The fine is the largest in the history of the Clery Act, and it’s nearly twice the $2.4 million the department had levied against Penn State, following its investigation into the 2011 scandal at that university involving the assistant football coach. Previously, the largest Clery Act fine was the $350,000 paid by Eastern Michigan University in 2008 for failing to disclose a murder on campus. 

In addition to the fine, MSU must take corrective action, including the following:

  • Employ an independent Clery Compliance Officer, who will report to a high-level executive.
  • Establish a new Clery Compliance Committee that includes representation from more than 20 offices that play a role in campus safety, crime prevention, fire safety, emergency management, and substance abuse prevention.
  • Create a system of protective measures and expanded reporting to better ensure the safety of its student-athletes in both intercollegiate and recreational athletic programs.

In its separate investigation to the abuse, the Office for Civil Rights, which oversees Title IX, reviewed hundreds of sexual assault reports, as well as thousands of related documents and interviewed 47 witnesses, including survivors. The OCR found that MSU failed to properly respond to reports of abuse of Nassar and to take corrective action. 

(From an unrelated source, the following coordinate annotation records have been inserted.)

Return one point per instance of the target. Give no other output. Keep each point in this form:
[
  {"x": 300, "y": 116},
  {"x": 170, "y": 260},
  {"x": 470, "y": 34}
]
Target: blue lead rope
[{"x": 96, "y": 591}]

MSU has signed a resolution agreement to address the Title IX violations, including:

  • Make substantial changes to the University’s Title IX procedures and ensure that certain officials recuse themselves from Title IX matters.
  • Take remedial actions to address the impact of the sexual misconduct by Nassar and Strampel on students, faculty and other staff within the College, the Sports Medicine Clinic, and related facilities, programs and services.
  • Provide a process for those victims of Nassar, who have not otherwise had an opportunity to seek remedy, to come forward and seek remedies to which they might be entitled.
  •  Review the actions of current and former employees of the university who had notice but who failed to take appropriate action in response to reports of sexual misconduct by Nassar or Strampel and consider appropriate sanctions against those employees.

DeVos says that while MSU was already subject to multiple investigations, it was a top priority for her that the Education Department followed through with its own investigations.

“We wanted to be in a place where we are supporting those students who were wronged,” she says.

These investigations at MSU fit into the broader efforts the Education Department is taking to revamp its campus sexual assault guidelines under Title IX. The new rules ensure due process is preserved in investigations and that all students are treated fairly. DeVos says the department is “deep into the final rule process” and continuing to read through and respond to the 124,000 comments it received in response to the proposed changes. That is on track to be completed this fall.

“The bottom line is we have to advance a very solid framework for this process -- one that is fair to all students, and one that is to be relied on by institutions,” DeVos says. “We need to make sure that the final regulation is a very clear framework for schools.”

While she has received criticism for the proposed rule changes -- including from Nassar survivors, DeVos says the former policy in place during the time the Nassar abuse took place clearly wasn’t sufficient. 

“What happened there should never happen anywhere else again,” DeVos says.